Il 26enne era ricercato in tutta Italia per furti in appartamento: arrestato a Napoli dai carabinieri della Compagnia di Osimo

foto d'archivio

I carabinieri del Norm della Compagnia di Osimo, agli ordini del luogotenente Luciano Almiento, hanno dato esecuzione a Napoli all’ordinanza di custodia cautelare in carcere emessa dal tribunale di Macerata a carico di un pericolosissimo cittadino albanese di 26 anni, che vive tra i comuni di Napoli e Caserta. I militari sono arrivati a lui dopo aver svolto un laborioso lavoro, in massimo riserbo, dal momento che si trattava di un altro esponente della gang che nella sola notte del 29 giugno scorso a Corridonia, nel Maceratese, ha messo a segno 6 furti in abitazione, più altri nel Fermano. 

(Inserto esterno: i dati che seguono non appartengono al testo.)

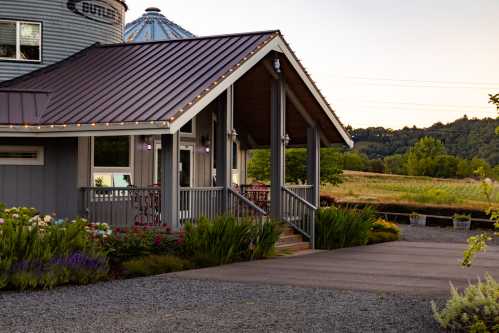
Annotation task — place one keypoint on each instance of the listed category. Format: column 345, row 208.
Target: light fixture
column 286, row 139
column 206, row 143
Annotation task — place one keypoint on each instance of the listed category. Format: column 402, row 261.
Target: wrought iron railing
column 122, row 207
column 241, row 207
column 303, row 191
column 299, row 214
column 198, row 202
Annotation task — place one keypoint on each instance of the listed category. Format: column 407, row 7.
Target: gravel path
column 165, row 304
column 437, row 234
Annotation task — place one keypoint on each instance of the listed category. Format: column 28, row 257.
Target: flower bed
column 41, row 252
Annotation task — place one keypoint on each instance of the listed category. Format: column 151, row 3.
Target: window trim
column 18, row 41
column 38, row 161
column 111, row 170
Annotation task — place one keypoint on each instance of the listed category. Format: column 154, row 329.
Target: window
column 112, row 161
column 21, row 155
column 20, row 41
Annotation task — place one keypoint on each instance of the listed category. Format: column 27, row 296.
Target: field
column 362, row 187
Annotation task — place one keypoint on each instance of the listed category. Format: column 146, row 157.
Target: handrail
column 248, row 202
column 297, row 197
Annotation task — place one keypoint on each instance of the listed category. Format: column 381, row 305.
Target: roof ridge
column 49, row 68
column 193, row 38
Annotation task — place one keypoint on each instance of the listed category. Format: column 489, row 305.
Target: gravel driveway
column 165, row 304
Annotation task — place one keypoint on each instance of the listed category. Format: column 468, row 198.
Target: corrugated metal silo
column 38, row 33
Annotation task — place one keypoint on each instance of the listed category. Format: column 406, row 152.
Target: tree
column 421, row 160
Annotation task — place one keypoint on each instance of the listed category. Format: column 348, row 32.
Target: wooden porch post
column 225, row 128
column 313, row 165
column 170, row 185
column 277, row 143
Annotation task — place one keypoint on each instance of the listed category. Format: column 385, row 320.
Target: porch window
column 20, row 41
column 21, row 155
column 112, row 161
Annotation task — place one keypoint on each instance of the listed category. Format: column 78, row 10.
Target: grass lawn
column 363, row 187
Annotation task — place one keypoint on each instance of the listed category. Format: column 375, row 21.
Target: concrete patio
column 415, row 268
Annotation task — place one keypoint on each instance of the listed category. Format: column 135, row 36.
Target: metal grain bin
column 38, row 33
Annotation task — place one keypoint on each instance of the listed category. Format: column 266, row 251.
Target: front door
column 186, row 176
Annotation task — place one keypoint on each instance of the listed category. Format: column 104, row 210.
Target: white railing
column 199, row 202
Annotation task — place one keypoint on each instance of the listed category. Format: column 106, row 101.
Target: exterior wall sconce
column 206, row 143
column 277, row 65
column 286, row 139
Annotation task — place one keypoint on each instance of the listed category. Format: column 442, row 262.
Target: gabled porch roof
column 146, row 88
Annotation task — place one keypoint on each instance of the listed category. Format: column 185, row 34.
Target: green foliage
column 475, row 310
column 126, row 244
column 464, row 138
column 226, row 239
column 38, row 252
column 343, row 227
column 154, row 265
column 421, row 159
column 432, row 196
column 383, row 231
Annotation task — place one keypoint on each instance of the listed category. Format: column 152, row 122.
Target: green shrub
column 39, row 252
column 131, row 243
column 226, row 239
column 383, row 231
column 343, row 227
column 475, row 310
column 154, row 265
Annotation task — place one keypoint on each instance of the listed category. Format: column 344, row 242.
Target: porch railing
column 242, row 207
column 198, row 202
column 122, row 207
column 303, row 191
column 299, row 213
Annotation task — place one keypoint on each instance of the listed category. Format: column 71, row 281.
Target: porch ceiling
column 253, row 108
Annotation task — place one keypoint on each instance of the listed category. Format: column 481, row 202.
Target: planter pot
column 462, row 225
column 418, row 220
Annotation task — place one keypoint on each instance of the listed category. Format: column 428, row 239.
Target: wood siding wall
column 51, row 188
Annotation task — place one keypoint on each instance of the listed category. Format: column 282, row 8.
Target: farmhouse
column 152, row 132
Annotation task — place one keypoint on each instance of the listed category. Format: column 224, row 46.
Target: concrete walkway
column 399, row 267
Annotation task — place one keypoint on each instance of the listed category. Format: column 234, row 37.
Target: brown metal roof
column 22, row 106
column 128, row 83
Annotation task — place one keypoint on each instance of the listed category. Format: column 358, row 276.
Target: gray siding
column 64, row 32
column 51, row 188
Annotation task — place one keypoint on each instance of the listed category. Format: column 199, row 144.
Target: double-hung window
column 112, row 161
column 20, row 41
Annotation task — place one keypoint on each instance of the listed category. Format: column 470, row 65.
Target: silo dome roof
column 154, row 26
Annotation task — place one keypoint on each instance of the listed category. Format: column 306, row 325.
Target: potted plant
column 417, row 219
column 461, row 222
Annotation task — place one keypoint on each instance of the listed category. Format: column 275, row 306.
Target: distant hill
column 466, row 138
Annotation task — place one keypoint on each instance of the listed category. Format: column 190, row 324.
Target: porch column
column 313, row 164
column 277, row 144
column 225, row 127
column 170, row 185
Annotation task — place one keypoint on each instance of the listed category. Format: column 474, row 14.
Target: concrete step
column 290, row 249
column 289, row 239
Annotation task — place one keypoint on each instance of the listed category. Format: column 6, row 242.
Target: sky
column 387, row 63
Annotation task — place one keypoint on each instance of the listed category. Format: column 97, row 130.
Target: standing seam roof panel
column 126, row 86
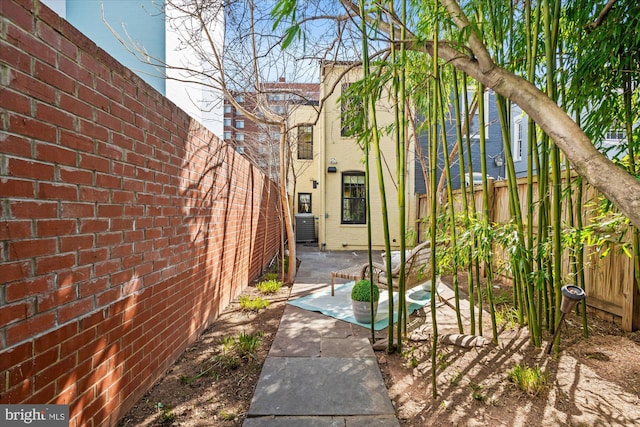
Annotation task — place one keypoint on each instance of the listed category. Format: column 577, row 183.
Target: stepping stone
column 324, row 386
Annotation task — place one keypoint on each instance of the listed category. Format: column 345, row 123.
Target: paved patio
column 321, row 371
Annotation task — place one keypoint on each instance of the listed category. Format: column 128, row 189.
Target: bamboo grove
column 584, row 57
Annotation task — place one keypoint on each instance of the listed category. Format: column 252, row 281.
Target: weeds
column 232, row 351
column 507, row 317
column 455, row 380
column 248, row 303
column 409, row 355
column 442, row 361
column 247, row 344
column 477, row 392
column 529, row 380
column 166, row 416
column 271, row 276
column 227, row 416
column 267, row 287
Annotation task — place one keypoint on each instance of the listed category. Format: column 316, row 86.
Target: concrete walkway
column 320, row 371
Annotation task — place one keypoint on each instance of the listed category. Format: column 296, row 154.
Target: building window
column 354, row 199
column 305, row 143
column 517, row 140
column 304, row 202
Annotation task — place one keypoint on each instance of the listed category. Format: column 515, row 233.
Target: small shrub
column 166, row 416
column 225, row 360
column 269, row 286
column 455, row 380
column 412, row 360
column 227, row 416
column 361, row 291
column 529, row 380
column 248, row 303
column 507, row 317
column 477, row 392
column 247, row 344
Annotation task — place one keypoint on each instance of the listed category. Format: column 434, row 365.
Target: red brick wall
column 125, row 227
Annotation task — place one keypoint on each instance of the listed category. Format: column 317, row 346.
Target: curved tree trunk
column 614, row 182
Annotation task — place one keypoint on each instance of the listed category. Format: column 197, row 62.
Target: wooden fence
column 610, row 282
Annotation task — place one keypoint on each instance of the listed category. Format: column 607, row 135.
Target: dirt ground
column 590, row 382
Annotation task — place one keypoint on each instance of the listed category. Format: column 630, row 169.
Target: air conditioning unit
column 305, row 228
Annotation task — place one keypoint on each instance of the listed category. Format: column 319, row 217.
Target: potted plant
column 361, row 301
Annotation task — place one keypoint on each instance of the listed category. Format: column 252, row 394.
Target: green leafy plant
column 247, row 344
column 507, row 317
column 269, row 286
column 166, row 416
column 529, row 380
column 477, row 392
column 409, row 355
column 271, row 276
column 248, row 303
column 361, row 291
column 227, row 416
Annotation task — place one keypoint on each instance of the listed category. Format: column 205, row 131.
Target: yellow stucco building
column 327, row 184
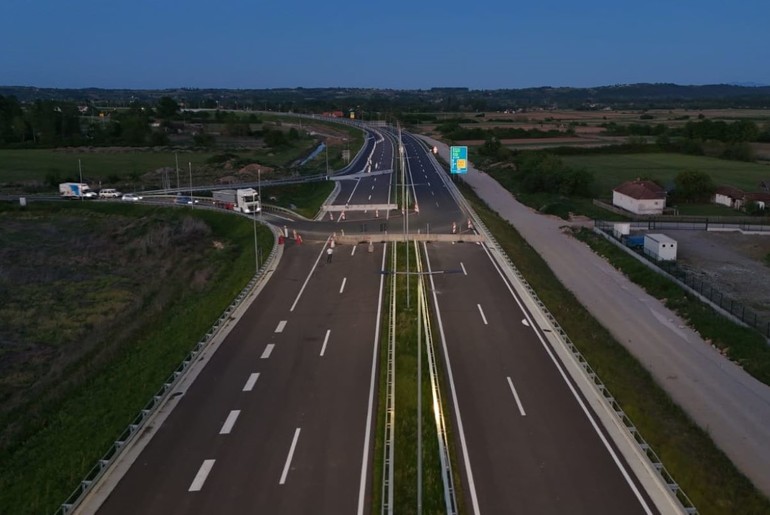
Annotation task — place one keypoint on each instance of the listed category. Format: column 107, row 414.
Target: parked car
column 184, row 199
column 109, row 193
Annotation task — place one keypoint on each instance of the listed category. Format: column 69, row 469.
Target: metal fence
column 689, row 280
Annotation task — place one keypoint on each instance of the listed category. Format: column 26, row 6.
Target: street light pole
column 256, row 245
column 80, row 188
column 192, row 200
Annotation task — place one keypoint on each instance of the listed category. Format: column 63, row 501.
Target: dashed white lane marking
column 229, row 422
column 201, row 476
column 268, row 350
column 250, row 382
column 326, row 340
column 289, row 457
column 516, row 396
column 482, row 314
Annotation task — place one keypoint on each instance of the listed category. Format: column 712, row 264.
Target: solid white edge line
column 516, row 396
column 450, row 376
column 372, row 386
column 482, row 314
column 201, row 476
column 268, row 350
column 307, row 279
column 289, row 457
column 250, row 382
column 227, row 427
column 326, row 340
column 575, row 394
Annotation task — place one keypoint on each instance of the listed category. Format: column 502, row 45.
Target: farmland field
column 23, row 165
column 611, row 170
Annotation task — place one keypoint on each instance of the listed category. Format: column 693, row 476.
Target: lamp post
column 256, row 245
column 80, row 188
column 192, row 200
column 326, row 144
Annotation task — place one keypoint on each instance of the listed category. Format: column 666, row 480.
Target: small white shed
column 660, row 246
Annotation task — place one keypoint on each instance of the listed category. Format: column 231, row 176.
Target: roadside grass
column 743, row 345
column 74, row 427
column 705, row 473
column 22, row 165
column 612, row 170
column 305, row 199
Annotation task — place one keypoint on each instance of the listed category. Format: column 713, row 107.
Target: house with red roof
column 640, row 197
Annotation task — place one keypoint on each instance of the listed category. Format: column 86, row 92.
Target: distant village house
column 640, row 197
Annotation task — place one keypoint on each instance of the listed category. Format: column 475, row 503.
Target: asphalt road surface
column 290, row 439
column 279, row 421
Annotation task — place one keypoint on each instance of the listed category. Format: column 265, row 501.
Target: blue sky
column 420, row 44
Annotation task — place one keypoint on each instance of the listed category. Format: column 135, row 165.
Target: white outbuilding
column 660, row 247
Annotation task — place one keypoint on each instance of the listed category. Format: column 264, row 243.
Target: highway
column 280, row 420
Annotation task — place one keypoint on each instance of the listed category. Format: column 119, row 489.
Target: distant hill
column 638, row 96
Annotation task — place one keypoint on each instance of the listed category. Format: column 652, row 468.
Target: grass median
column 405, row 476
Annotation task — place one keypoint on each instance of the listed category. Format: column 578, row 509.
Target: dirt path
column 733, row 407
column 732, row 262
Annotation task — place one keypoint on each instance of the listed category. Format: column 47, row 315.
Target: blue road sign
column 458, row 159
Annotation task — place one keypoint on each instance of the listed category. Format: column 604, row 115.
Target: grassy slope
column 34, row 164
column 707, row 476
column 43, row 463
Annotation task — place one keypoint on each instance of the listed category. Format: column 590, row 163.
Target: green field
column 612, row 170
column 24, row 165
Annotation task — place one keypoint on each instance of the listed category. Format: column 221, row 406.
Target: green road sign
column 458, row 159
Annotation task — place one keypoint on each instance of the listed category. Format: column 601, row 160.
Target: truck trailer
column 76, row 190
column 245, row 200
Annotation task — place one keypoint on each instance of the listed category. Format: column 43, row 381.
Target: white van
column 109, row 193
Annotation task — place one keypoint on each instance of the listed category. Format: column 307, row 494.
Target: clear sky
column 483, row 44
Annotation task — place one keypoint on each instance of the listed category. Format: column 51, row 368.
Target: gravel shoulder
column 732, row 262
column 733, row 407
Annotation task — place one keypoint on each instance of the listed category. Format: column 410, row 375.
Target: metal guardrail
column 447, row 477
column 98, row 470
column 684, row 501
column 390, row 403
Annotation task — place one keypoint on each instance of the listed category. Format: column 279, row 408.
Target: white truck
column 245, row 200
column 76, row 190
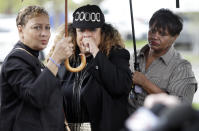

Questo era il più pericoloso della banda in quanto alle spalle annovera una serie reati: un professionista del crimine specializzato in furti e rapine in abitazione a livello nazionale. Lui e i suoi complici erano abituati a imbavagliare e legare le vittime di cui diventavano aguzzini fino a quando non riuscivano ad avere il provento del delitto. Per questo dal 2017 era ricercato in tutt’Italia poiché sul suo conto pendeva un ordine di cattura emesso dal tribunale di Chieti per gli stessi reati. Il 29 giugno, durante un rocambolesco inseguimento in superstrada da parte del Norm di Osimo, si era lanciato dalla Golf in fuga a tutta velocità, per poi dileguarsi nel buio dei campi: i sue due complici, invece, erano finiti in manette e si erano complimentati con i caranbinieri. Gli investigatori hanno comunque continuato a cercarlo, riuscendo a stanarlo nel Napoletano e ad assicurarlo alla giustizia. Ora è rinchiuso nel carcere di Poggioreale. Il gruppo criminale credeva avere vita facile nella riviera del Conero per mettere a segno furti in abitazione, ma non aveva fatto i conti con la macchina investigativa dei carabinieri della Compagnia di Osimo che quotidianamente dispiega sul territorio pattuglie in nome della sicurezza per fermare questi pendolari del crimine che, come si è visto nei giorni scorsi all’Aspio e a San Biagio, agiscono anche con la presenza dei proprietari all’interno degli appartamenti.